Spaete Joshua P, Zheng Jiayin, Chow Shein-Chung, Burbridge Rebecca A, Garman Katherine S
From the Department of Internal Medicine, Division of Gastroenterology, and the Department of Biostatistics and Bioinformatics, Duke University Medical Center, Durham, North Carolina.
South Med J. 2019 Apr;112(4):222-227. doi: 10.14423/SMJ.0000000000000964.
Accurate localization of a colonic lesion is crucial to successful resection. Although colonic tattooing is a widely accepted technique to mark lesions for future identification surgery or repeat colonoscopy, no consensus guidelines exist. The objective of this study was to determine whether the current tattooing practice at a tertiary medical center differs from recommendations in the literature and self-reported provider practice.
The study consisted of an observational retrospective chart review of patients who received colonic tattoos, as well as a provider survey of reported tattooing practices at a tertiary academic medical center. A total of 747 patients older than 18 years of age who underwent colonoscopy with tattoo were included. Forty-four gastroenterologists performing endoscopy were surveyed on tattooing techniques.
In the majority of cases, neither the number of tattoos, location of the tattoo nor the distance from the lesion was specified within the report. Following the index procedure, a tattoo was detected in 75% of surgical resections and 73% of endoscopies. At the time of surgery, however, the tattoo and/or the lesion was detected approximately 94% of the time. Twenty-five endoscopists (56.8%) completed the survey. Differences were seen the between the chart review and reported practice. Most providers report placing ≥2 marks (87.2%); however, chart review revealed that only 56.2 % were tattooed with ≥2 marks.

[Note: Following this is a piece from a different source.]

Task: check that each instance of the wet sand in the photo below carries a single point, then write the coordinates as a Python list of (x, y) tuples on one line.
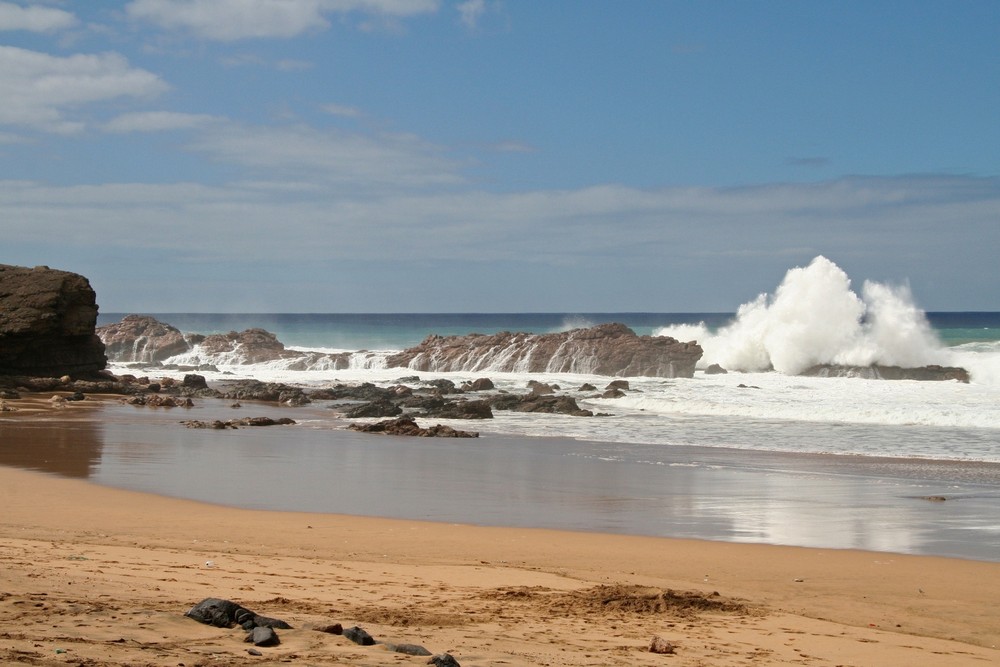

Variation exists between the reported tattooing practice and actual practice. Despite this, most tattoos are identified at the time of surgery or repeat endoscopy. Further research is needed to determine whether a standardized approach to tattooing and reporting could improve localization at repeat endoscopy.

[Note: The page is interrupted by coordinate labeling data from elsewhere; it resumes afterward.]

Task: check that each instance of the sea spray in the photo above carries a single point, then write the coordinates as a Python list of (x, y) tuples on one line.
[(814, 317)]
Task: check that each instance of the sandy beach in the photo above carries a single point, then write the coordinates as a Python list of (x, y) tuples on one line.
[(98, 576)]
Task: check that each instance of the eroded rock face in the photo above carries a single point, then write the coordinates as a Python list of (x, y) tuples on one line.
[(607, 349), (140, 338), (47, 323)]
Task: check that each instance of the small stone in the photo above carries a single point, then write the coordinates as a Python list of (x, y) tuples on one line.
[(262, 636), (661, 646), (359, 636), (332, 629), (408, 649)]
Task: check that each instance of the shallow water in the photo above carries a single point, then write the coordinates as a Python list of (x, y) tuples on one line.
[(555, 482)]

准确对结肠病变进行定位对于成功切除至关重要。尽管结肠纹身是一种广泛接受的用于标记病变以便未来进行识别手术或重复结肠镜检查的技术,但尚无共识性指南。本研究的目的是确定一家三级医疗中心当前的纹身操作是否与文献中的建议以及自我报告的医疗服务提供者操作存在差异。
该研究包括对接受结肠纹身患者的观察性回顾性病历审查,以及对一家三级学术医疗中心报告的纹身操作的医疗服务提供者调查。总共纳入了747名年龄超过18岁且接受了结肠镜检查并纹身的患者。对44名进行内镜检查的胃肠病学家进行了纹身技术调查。
在大多数病例中,报告中未明确纹身的数量、纹身位置或与病变的距离。在首次手术后,75%的手术切除病例和73%的内镜检查中检测到了纹身。然而,在手术时,纹身和/或病变的检测率约为94%。25名内镜医师(56.8%)完成了调查。病历审查和报告的操作之间存在差异。大多数医疗服务提供者报告放置≥2个标记(87.2%);然而,病历审查显示只有56.2%的患者纹身有≥2个标记。
报告的纹身操作与实际操作之间存在差异。尽管如此,大多数纹身在手术或重复内镜检查时被识别。需要进一步研究以确定标准化的纹身和报告方法是否可以改善重复内镜检查时的定位。